The best solutions are created between tightly partnered and often redundant vendors tied to the solutions provider who can choose between them depending on what advantages each vendor has and how close the result is to the customers’ requirements. Advantages are these systems meet high minimum performance standards that can’t be met by stability optimized solutions. While both stability and performance solutions can use GPU components for speed, the performance optimized solutions are more likely to use them aggressively to meet the very high performance requirements of this class.
I expect to see this emerge in the future but, at the time of this writing, I’m unaware of an offering like this. This is where you have a vendor who can blend the stability and performance approaches to provide a range of solutions from a single vendor that doesn’t yet exist but I believe is coming. There really is no sustaining reason why a vendor already capable of building a stability optimized solution couldn’t partner to create a performance optimized offering as well.
And with several vendors having either done massive acquisitions or in the process of doing them their ability to move from a performance model to embracing the stability model is increasing. Once this model takes off we’ll have a clear fight for sustainable market dominance. For now, the opportunity remains divided between those that focus on stability and those that focus on performance.
What kind of customer are you?
First steps are to understand what type of customer you are, as this will significantly change who you have bid on your project.

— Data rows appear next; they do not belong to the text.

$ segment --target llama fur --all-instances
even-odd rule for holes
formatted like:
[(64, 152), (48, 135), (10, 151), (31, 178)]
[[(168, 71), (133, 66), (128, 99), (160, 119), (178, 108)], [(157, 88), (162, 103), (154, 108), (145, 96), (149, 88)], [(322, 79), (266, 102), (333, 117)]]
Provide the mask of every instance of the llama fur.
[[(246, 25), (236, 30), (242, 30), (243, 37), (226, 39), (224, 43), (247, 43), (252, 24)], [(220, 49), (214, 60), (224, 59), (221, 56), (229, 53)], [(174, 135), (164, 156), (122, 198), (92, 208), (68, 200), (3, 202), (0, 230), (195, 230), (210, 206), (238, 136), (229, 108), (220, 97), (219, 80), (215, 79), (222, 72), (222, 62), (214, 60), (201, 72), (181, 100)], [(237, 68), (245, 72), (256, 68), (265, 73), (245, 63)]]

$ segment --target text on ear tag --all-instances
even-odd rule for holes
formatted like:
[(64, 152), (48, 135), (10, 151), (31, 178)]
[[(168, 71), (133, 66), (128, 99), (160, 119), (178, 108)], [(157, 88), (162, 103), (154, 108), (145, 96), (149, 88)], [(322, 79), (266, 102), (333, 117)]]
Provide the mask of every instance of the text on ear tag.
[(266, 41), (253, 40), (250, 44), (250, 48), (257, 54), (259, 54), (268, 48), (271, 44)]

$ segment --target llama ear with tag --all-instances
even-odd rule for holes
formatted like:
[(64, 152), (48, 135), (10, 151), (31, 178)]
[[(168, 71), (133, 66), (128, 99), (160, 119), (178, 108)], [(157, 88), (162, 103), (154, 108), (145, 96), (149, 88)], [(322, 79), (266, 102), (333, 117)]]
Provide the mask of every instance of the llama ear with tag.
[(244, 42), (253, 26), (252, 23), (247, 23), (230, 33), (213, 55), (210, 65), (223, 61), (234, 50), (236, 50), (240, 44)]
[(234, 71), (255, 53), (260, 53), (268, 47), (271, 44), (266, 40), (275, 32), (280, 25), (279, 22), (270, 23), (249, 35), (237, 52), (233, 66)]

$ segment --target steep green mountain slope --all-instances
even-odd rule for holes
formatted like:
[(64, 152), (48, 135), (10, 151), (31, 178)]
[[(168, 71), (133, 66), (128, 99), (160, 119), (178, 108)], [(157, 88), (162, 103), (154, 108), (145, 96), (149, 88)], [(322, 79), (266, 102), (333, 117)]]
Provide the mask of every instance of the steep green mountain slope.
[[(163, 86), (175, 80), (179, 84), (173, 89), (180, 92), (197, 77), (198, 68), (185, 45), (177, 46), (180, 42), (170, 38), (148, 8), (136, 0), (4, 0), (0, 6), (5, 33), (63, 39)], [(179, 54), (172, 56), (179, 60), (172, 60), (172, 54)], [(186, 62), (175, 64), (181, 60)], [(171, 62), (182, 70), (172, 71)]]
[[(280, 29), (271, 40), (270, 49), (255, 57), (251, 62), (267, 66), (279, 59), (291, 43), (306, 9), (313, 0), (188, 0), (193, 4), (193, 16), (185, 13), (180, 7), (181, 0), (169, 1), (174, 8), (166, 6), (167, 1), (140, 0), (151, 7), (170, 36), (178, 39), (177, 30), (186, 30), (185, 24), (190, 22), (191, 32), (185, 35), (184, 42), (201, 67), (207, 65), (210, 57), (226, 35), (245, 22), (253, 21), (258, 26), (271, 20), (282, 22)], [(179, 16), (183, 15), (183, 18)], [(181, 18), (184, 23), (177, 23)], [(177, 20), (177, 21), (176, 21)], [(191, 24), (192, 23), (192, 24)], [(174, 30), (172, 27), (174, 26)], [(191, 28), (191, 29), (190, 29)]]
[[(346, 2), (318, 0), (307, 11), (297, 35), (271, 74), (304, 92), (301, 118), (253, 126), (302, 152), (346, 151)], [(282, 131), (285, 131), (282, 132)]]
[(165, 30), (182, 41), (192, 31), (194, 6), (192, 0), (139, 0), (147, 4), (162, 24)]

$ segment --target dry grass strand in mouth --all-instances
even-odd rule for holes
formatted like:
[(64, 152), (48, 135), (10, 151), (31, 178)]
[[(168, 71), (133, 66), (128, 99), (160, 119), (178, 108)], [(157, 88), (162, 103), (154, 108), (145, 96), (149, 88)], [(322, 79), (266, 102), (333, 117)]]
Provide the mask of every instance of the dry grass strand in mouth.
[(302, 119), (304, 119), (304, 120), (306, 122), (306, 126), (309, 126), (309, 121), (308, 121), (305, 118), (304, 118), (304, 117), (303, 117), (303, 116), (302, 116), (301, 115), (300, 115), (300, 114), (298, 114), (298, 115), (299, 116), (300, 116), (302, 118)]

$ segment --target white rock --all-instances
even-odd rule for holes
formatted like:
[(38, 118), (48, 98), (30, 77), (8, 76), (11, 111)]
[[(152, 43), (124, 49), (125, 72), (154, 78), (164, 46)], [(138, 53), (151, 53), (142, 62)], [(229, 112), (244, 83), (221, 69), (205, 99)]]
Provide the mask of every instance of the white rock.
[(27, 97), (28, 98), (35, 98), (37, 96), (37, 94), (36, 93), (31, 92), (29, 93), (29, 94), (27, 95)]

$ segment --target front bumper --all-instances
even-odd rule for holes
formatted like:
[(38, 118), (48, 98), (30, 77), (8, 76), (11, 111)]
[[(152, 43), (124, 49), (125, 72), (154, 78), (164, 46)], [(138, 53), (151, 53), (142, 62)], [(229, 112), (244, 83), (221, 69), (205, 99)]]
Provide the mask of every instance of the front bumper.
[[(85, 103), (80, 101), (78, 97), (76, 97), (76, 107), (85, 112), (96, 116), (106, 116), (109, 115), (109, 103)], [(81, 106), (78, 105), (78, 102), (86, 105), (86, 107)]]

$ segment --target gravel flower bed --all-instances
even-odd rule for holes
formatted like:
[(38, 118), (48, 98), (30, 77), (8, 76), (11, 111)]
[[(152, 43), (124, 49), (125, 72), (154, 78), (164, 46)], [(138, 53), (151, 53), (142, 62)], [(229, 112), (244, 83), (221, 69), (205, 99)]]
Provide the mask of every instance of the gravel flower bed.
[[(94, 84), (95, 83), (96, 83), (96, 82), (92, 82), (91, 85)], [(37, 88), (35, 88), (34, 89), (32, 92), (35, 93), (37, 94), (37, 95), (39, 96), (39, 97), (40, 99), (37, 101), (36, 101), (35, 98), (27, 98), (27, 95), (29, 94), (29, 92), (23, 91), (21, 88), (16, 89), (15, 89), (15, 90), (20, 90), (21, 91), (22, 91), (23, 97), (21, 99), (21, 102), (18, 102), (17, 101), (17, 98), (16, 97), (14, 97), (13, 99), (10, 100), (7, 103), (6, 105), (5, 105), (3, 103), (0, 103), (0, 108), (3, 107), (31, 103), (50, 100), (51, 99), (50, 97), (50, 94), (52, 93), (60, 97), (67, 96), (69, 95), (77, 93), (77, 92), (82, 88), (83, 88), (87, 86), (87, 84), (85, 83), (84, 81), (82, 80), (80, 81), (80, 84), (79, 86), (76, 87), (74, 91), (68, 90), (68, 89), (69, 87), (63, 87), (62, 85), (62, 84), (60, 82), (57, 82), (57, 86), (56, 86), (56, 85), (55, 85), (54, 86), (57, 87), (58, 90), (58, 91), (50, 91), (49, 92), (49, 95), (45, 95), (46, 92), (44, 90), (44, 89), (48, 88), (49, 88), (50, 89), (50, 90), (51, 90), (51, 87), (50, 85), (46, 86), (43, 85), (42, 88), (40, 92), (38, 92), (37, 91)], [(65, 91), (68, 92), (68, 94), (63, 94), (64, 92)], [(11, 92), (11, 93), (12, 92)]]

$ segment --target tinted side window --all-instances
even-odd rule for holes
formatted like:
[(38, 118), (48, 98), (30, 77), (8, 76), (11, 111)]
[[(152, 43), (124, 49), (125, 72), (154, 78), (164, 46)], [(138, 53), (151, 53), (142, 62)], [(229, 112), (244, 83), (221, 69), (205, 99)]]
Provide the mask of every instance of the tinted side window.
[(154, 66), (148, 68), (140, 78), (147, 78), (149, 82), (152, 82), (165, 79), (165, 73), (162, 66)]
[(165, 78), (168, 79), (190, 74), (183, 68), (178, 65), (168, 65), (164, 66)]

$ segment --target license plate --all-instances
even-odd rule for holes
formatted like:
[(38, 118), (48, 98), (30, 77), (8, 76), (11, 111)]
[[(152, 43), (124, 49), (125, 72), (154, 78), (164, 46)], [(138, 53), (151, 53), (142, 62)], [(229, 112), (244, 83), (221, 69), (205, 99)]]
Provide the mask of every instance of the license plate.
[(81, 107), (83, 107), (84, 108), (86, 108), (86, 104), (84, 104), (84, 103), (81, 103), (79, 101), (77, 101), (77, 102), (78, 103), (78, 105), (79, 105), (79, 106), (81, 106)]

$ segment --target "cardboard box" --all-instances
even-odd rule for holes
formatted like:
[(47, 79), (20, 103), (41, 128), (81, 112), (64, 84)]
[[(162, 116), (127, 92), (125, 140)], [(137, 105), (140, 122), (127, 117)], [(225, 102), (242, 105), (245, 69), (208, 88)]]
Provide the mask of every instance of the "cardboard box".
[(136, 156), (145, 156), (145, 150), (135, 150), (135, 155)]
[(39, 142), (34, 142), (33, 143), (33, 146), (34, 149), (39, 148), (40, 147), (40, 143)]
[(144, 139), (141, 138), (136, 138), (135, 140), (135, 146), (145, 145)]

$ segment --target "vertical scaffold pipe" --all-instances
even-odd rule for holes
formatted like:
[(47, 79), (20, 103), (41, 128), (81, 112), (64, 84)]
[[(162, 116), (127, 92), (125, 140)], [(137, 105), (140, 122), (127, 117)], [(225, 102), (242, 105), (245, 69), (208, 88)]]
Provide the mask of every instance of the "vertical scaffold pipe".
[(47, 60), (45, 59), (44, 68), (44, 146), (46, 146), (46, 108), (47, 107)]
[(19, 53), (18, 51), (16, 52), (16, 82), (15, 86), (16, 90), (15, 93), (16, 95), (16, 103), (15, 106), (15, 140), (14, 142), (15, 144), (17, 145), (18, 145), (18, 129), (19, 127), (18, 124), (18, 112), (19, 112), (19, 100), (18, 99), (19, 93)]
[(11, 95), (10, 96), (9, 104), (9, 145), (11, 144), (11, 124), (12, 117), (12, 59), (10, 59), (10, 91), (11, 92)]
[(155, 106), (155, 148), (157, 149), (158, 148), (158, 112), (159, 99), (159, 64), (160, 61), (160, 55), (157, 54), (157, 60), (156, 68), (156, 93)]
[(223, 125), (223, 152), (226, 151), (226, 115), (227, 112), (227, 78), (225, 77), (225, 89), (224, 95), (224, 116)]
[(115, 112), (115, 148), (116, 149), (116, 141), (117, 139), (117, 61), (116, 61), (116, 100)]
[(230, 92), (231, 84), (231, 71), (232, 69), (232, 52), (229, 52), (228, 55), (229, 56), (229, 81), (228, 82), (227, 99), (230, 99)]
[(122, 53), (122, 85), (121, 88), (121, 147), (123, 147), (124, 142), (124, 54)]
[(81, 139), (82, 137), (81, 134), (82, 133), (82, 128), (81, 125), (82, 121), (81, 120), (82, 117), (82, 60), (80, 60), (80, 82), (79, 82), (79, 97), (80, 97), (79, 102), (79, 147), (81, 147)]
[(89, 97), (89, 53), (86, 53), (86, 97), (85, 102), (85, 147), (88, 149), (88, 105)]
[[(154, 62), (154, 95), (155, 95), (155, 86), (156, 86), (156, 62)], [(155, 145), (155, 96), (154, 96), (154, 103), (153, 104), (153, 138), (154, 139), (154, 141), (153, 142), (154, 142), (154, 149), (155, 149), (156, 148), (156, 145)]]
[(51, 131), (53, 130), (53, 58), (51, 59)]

Once you have made your initial choice you need to weed out the providers who are long on marketing and sales promises, but short on having a competitive solution. There is a surprising amount of crap in this highly mission critical segment at the moment and I expect that will remain a constant for some time.
The effort is worth it though, because the firms that have successfully deployed hyper-converged solutions rave about them and it is almost like a religious rebirth. The speed of deployment, reliability and shear lack of aggravation is massively different in a hyper-converged shop and, though you wouldn’t expect it, the agility is actually amazingly pronounced allowing these shops to better compete with offerings from some of the larger cloud providers. In fact, at scale, many have reported they can now offer similar user benefits to a cloud provider at a lower cost to the firm.
In the end, the hyper-converged approach can provide huge benefits, but only if you aren’t tricked into buying a solution that only exists in a marketing executive’s head.